Geoint-R1: Formalizing Multimodal Geometric Reasoning with Dynamic Auxiliary Constructions¶

Conference: CVPR 2026
Paper: CVF Open Access
Code: None (Not provided in the paper)
Area: Multimodal VLM
Keywords: Geometric Reasoning, Auxiliary Construction, Lean4 Formalization, Verification Reward Model, Curriculum Learning

TL;DR¶

Geoint-R1 formalizes "drawing auxiliary lines + formal proof" into a verifiable multimodal geometric reasoning task. By using Lean4 to encode dynamic auxiliary constructions into formal language and employing a Verification Reward Model (modulated by auxiliary line accuracy) to drive curriculum reinforcement learning, a 7B model achieves an average performance exceeding GPT-4o / Gemini-1.5-pro on the self-built Geoint benchmark.

Background & Motivation¶

Background: In recent years, Multimodal Large Language Models (MLLMs) have made significant progress in mathematical/visual reasoning tasks. However, the mainstream approach treats geometry problems as "image viewing + text answering"—directly outputting an answer or a natural language proof without involving operations on the geometry itself.

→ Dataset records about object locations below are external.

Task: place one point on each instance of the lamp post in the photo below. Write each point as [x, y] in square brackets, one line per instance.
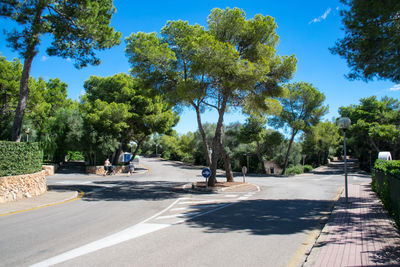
[344, 124]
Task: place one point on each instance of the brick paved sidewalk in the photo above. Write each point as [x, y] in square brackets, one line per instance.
[357, 234]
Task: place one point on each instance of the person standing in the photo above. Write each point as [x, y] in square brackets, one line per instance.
[131, 167]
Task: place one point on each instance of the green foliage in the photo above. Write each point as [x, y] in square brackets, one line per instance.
[75, 156]
[293, 170]
[233, 61]
[308, 168]
[384, 175]
[77, 28]
[120, 109]
[371, 40]
[19, 158]
[374, 128]
[10, 74]
[388, 167]
[320, 142]
[302, 109]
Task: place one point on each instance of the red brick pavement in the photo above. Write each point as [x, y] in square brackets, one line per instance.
[359, 233]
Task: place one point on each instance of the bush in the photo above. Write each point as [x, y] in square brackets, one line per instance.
[75, 156]
[388, 167]
[308, 168]
[293, 170]
[19, 158]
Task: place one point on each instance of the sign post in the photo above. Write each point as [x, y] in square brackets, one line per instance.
[206, 172]
[244, 171]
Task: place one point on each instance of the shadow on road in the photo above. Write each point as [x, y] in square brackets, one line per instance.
[266, 217]
[127, 190]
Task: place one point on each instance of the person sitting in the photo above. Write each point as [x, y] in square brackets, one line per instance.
[131, 168]
[107, 165]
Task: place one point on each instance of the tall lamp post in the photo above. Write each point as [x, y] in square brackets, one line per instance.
[27, 134]
[344, 124]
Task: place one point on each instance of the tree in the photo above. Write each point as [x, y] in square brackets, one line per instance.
[302, 109]
[320, 141]
[10, 74]
[253, 131]
[374, 127]
[234, 60]
[372, 39]
[77, 28]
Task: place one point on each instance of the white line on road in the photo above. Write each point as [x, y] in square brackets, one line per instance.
[125, 235]
[129, 233]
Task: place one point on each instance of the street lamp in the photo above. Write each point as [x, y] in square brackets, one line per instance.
[27, 134]
[344, 124]
[304, 158]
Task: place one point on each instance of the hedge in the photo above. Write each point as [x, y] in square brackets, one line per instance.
[386, 183]
[19, 158]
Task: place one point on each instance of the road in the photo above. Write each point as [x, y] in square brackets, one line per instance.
[148, 220]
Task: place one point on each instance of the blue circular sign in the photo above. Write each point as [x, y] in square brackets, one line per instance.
[206, 173]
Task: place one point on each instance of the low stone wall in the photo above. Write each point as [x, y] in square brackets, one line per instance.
[49, 169]
[99, 170]
[17, 187]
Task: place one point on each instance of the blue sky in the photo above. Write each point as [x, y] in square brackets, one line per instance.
[306, 29]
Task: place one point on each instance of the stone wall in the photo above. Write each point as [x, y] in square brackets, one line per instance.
[49, 169]
[99, 170]
[17, 187]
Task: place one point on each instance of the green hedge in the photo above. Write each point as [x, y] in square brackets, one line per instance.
[386, 183]
[19, 158]
[390, 167]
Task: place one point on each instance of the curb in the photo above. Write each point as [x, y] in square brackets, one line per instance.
[75, 196]
[191, 187]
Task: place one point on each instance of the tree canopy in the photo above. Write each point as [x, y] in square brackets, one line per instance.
[232, 62]
[301, 109]
[77, 28]
[374, 127]
[372, 39]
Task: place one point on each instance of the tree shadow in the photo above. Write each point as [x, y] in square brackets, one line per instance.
[122, 190]
[265, 217]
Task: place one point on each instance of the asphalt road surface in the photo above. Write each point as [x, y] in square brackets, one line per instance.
[147, 219]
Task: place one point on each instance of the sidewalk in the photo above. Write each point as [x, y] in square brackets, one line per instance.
[357, 234]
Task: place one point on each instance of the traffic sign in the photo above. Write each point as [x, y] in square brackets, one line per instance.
[206, 173]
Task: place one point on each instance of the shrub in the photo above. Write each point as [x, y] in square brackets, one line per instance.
[19, 158]
[308, 168]
[75, 156]
[388, 167]
[293, 170]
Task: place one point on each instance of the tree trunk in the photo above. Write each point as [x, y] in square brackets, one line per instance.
[203, 134]
[227, 164]
[288, 152]
[137, 148]
[23, 86]
[216, 144]
[262, 166]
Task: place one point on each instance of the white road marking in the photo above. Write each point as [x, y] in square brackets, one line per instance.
[125, 235]
[179, 215]
[195, 202]
[129, 233]
[73, 182]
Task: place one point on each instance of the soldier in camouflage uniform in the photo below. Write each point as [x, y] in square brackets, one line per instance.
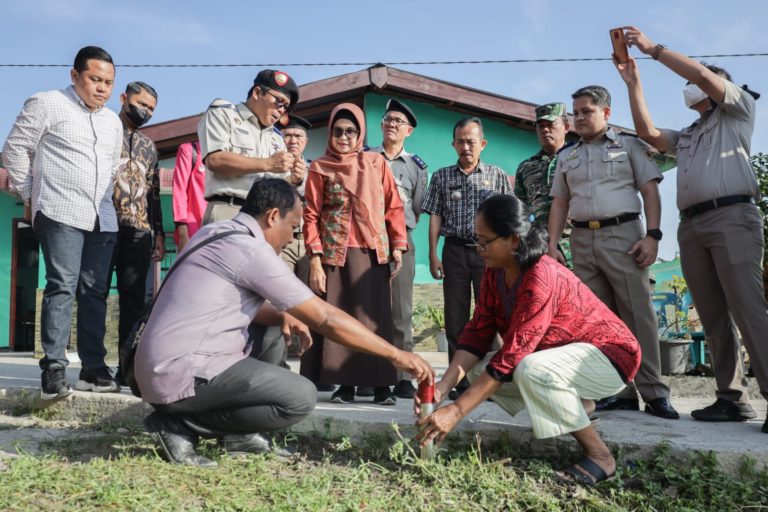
[534, 176]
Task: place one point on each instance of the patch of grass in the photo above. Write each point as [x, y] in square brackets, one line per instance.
[383, 473]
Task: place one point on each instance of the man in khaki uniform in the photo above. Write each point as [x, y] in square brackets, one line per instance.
[239, 143]
[721, 231]
[598, 179]
[410, 174]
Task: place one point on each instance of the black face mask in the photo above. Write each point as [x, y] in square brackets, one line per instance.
[138, 116]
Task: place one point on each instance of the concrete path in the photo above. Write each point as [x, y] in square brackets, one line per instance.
[635, 434]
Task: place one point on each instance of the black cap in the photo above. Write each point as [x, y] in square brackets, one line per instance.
[278, 81]
[294, 121]
[396, 106]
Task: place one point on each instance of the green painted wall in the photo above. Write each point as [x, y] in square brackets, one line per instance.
[507, 147]
[9, 209]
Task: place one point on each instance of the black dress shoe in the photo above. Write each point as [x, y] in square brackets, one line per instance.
[404, 389]
[614, 403]
[725, 410]
[662, 408]
[178, 445]
[252, 443]
[364, 391]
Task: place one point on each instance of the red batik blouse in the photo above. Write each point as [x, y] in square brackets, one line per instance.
[547, 307]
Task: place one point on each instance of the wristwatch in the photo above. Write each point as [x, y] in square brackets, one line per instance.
[654, 233]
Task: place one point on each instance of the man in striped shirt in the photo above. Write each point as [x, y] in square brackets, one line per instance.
[61, 156]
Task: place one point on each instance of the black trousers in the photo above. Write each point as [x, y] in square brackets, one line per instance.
[130, 262]
[253, 395]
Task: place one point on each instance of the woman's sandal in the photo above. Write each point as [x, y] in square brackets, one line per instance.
[577, 474]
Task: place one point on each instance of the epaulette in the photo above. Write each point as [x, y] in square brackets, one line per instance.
[220, 103]
[421, 163]
[567, 145]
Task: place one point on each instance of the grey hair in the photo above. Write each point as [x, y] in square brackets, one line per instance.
[136, 87]
[599, 94]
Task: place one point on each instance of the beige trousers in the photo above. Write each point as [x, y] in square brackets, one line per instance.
[551, 383]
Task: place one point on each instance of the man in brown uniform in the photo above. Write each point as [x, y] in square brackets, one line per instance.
[720, 234]
[598, 178]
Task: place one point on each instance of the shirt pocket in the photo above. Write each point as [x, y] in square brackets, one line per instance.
[616, 163]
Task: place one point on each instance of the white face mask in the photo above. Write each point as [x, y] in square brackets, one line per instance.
[693, 95]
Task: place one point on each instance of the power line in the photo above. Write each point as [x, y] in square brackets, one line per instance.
[403, 63]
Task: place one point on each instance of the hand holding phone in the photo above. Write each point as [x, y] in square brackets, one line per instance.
[620, 51]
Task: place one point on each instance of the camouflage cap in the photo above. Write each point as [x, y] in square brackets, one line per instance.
[550, 111]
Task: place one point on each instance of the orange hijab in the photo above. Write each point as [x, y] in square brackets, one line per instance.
[360, 173]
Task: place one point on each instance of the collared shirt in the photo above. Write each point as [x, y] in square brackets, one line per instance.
[601, 179]
[63, 157]
[456, 196]
[137, 184]
[548, 308]
[199, 323]
[411, 181]
[533, 181]
[235, 128]
[713, 153]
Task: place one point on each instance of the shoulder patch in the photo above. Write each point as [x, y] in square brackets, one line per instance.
[220, 103]
[421, 163]
[567, 145]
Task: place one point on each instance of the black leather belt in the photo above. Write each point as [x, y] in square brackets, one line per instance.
[604, 223]
[460, 241]
[719, 202]
[227, 199]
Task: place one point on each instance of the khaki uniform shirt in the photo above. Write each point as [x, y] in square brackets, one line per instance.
[234, 128]
[713, 153]
[411, 181]
[601, 179]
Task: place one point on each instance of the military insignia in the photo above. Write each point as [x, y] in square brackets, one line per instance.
[280, 78]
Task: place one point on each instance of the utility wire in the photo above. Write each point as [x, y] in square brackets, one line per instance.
[404, 63]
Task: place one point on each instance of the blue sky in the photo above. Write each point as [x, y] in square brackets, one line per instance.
[162, 31]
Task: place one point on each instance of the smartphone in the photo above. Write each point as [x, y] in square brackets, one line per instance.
[619, 45]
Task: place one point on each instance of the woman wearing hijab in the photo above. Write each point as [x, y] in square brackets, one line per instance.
[353, 225]
[562, 345]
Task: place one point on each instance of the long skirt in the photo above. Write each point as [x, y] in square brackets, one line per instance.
[361, 289]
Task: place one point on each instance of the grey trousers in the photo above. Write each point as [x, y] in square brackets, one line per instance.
[253, 395]
[402, 303]
[600, 259]
[721, 255]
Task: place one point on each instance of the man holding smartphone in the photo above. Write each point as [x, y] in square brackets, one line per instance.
[598, 179]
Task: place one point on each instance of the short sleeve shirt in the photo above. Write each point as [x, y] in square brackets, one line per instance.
[234, 128]
[411, 181]
[456, 196]
[601, 179]
[199, 323]
[713, 153]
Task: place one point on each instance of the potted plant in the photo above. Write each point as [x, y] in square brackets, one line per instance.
[438, 319]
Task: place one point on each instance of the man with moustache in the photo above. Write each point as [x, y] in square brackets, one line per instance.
[61, 156]
[136, 195]
[598, 179]
[410, 174]
[239, 143]
[452, 199]
[534, 176]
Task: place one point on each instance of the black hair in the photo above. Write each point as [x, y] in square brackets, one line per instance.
[461, 123]
[599, 95]
[506, 216]
[269, 193]
[136, 87]
[90, 52]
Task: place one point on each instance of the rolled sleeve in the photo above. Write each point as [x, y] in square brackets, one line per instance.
[19, 148]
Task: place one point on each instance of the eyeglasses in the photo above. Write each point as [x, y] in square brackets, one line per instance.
[395, 121]
[483, 246]
[350, 133]
[280, 104]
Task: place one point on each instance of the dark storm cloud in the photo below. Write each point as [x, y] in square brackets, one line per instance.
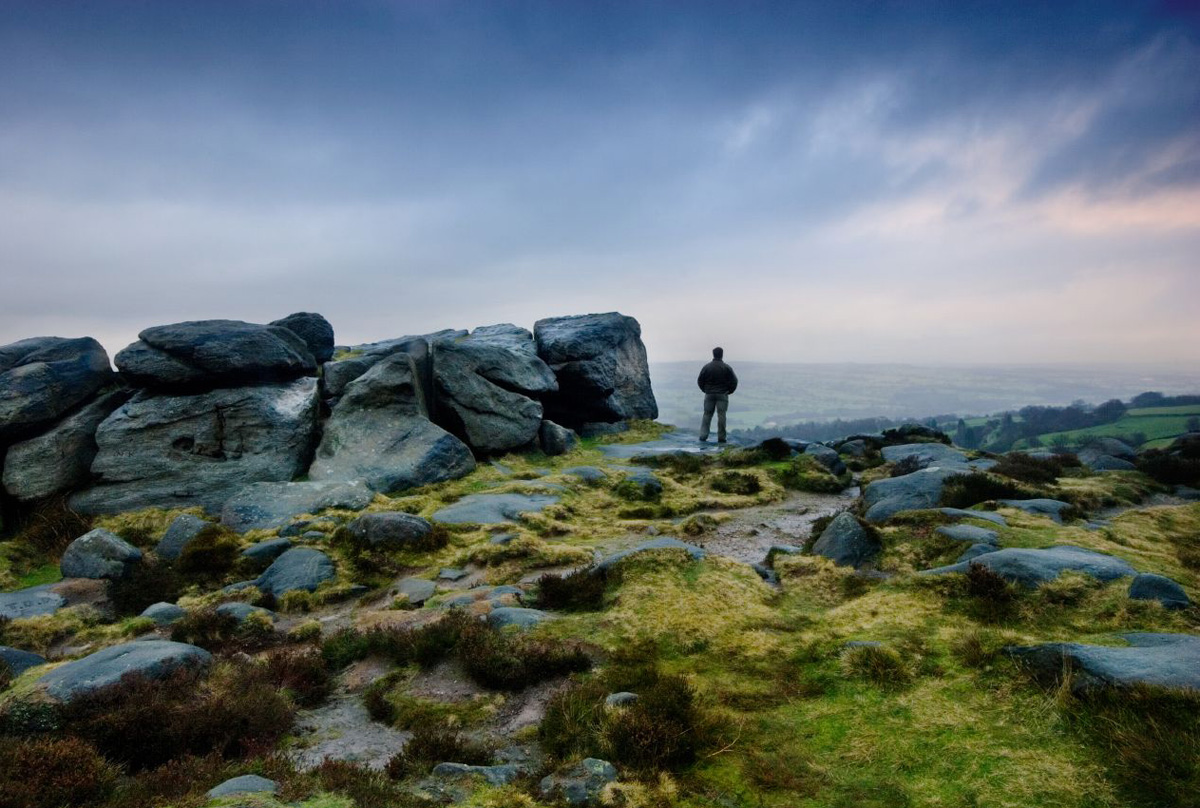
[414, 165]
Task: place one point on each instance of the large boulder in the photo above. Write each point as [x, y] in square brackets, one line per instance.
[390, 530]
[154, 659]
[847, 543]
[298, 569]
[100, 554]
[487, 387]
[181, 450]
[1170, 660]
[215, 353]
[379, 434]
[263, 506]
[60, 459]
[313, 329]
[601, 369]
[43, 378]
[1033, 568]
[922, 489]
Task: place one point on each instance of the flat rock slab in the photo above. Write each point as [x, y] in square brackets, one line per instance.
[969, 533]
[987, 515]
[1169, 660]
[263, 506]
[1051, 508]
[1036, 567]
[653, 544]
[492, 508]
[151, 658]
[30, 602]
[299, 568]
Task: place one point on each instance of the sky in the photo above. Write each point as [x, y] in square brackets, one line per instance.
[965, 183]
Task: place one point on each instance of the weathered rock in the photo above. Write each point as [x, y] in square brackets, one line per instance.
[154, 659]
[922, 489]
[1032, 568]
[1150, 586]
[30, 602]
[486, 389]
[183, 531]
[244, 784]
[600, 365]
[1170, 660]
[390, 528]
[492, 508]
[969, 533]
[417, 590]
[556, 440]
[264, 552]
[516, 616]
[100, 554]
[646, 546]
[299, 568]
[847, 543]
[827, 458]
[46, 377]
[263, 506]
[215, 353]
[581, 784]
[181, 450]
[315, 330]
[987, 515]
[379, 434]
[18, 660]
[163, 614]
[1051, 508]
[60, 459]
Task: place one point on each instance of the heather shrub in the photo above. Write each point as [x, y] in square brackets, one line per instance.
[48, 772]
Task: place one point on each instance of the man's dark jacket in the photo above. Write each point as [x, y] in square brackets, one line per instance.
[718, 377]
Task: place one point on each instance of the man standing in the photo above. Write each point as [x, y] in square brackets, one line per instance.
[718, 381]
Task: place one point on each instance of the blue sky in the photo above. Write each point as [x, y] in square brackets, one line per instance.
[852, 181]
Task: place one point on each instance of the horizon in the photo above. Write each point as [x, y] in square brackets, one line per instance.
[865, 183]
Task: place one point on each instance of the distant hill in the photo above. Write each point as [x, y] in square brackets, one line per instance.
[777, 394]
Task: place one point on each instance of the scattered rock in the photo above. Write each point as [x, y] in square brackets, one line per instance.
[581, 784]
[264, 552]
[299, 568]
[556, 440]
[1170, 660]
[30, 602]
[263, 506]
[163, 614]
[492, 508]
[18, 660]
[1032, 568]
[390, 528]
[46, 377]
[150, 658]
[1149, 586]
[1051, 508]
[987, 515]
[969, 533]
[601, 369]
[315, 330]
[183, 531]
[100, 554]
[181, 450]
[215, 353]
[847, 543]
[523, 618]
[60, 459]
[244, 784]
[653, 544]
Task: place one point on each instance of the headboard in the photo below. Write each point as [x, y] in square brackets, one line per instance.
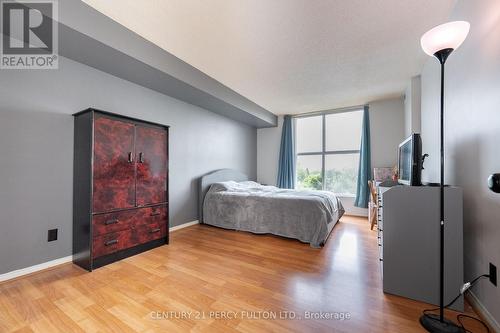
[222, 175]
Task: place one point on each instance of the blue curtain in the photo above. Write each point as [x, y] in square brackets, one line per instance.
[364, 170]
[286, 168]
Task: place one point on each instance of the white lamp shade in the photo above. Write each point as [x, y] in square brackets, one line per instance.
[445, 36]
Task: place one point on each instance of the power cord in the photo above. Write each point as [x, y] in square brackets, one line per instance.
[464, 288]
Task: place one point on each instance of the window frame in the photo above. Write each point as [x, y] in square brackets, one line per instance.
[323, 153]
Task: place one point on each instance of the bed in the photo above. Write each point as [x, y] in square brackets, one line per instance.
[229, 200]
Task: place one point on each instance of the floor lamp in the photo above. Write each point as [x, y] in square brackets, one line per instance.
[440, 42]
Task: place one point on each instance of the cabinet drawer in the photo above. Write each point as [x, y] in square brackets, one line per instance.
[150, 215]
[113, 222]
[116, 241]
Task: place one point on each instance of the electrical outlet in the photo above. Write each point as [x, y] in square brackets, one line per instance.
[493, 274]
[52, 235]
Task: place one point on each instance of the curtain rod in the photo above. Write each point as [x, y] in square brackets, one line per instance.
[338, 110]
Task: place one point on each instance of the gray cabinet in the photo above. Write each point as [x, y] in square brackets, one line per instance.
[408, 238]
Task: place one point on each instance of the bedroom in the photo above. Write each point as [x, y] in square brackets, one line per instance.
[189, 99]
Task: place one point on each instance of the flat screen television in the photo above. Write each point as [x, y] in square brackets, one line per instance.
[410, 161]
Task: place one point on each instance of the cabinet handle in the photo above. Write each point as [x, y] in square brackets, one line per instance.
[111, 242]
[114, 221]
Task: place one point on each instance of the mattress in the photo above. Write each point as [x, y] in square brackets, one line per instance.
[308, 216]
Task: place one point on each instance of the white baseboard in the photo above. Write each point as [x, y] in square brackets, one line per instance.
[35, 268]
[56, 262]
[185, 225]
[482, 311]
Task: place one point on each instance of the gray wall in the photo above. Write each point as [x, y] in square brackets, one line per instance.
[36, 149]
[472, 136]
[386, 129]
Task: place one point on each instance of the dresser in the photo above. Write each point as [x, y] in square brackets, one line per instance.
[120, 190]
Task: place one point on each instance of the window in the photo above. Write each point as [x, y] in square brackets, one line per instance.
[327, 147]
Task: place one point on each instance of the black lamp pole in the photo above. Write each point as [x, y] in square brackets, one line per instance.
[434, 323]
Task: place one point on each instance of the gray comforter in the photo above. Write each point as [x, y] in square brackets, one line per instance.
[308, 216]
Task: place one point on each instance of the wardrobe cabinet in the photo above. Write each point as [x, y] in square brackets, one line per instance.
[120, 200]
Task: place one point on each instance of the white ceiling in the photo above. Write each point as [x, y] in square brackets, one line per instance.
[291, 56]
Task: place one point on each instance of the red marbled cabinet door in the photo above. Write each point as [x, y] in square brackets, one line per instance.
[114, 174]
[151, 153]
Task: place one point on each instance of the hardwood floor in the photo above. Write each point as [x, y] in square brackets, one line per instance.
[215, 273]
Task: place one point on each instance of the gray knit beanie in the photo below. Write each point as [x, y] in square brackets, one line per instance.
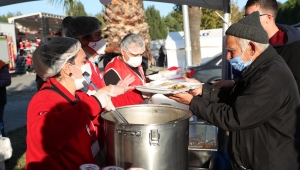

Limitations of Prior Work: Many geometry problems (especially solid geometry and plane geometry proofs) require humans to "draw auxiliary lines" first—such as connecting diagonal intersections or drawing parallel lines through a point. Existing MLLMs can neither draw these auxiliary elements nor express and verify them formally, leading to incomplete proof steps and logical leaps (Paper Figure 1: After adding AC and OE auxiliary lines, human reasoning is complete, while MLLMs directly use vectors but "cannot draw the diagram or continue the reasoning").

Key Challenge: Geometric reasoning requires both semantic correctness (the conclusion is right) and formal rigor and visualization (every step is justifiable, and auxiliary elements can be drawn and verified by machines). Existing methods leave both to free-form text, which lacks verifiable formal representation and supervision signals for whether the auxiliary lines are constructed correctly.

Goal: Define and solve a new task—Formal Geometric Reasoning: Given a text description \(T_i\) and a geometric image \(I_i\), generate a complete and formally verifiable solution, including reasoning steps \(P_i\), auxiliary constructions \(C_i\) (if necessary), and the final answer \(A_i\).

Key Insight: Use the Lean4 proof assistant to unify the coding of geometric elements, relationships, and dynamically added auxiliary lines into a formal language. In this way, "whether the auxiliary lines are correct" and "whether the proof is complete" shift from vague human judgments to objects for structured scoring, which can be directly integrated into RL rewards.

Core Idea: Write auxiliary constructions as Lean4 formal code, use a verification reward model sensitive to "auxiliary line correctness," and employ curriculum RL to compel the model to learn to "draw auxiliary lines correctly first, then provide a verifiable proof."

Method¶

Overall Architecture¶

Geoint-R1 trains a model \(\mathcal{F}_\theta\) that takes geometric text \(T_i\) and image \(I_i\) as input and outputs a formal solution tuple:

\[(P_i, C_i, A_i) = \mathcal{F}_\theta(T_i, I_i)\]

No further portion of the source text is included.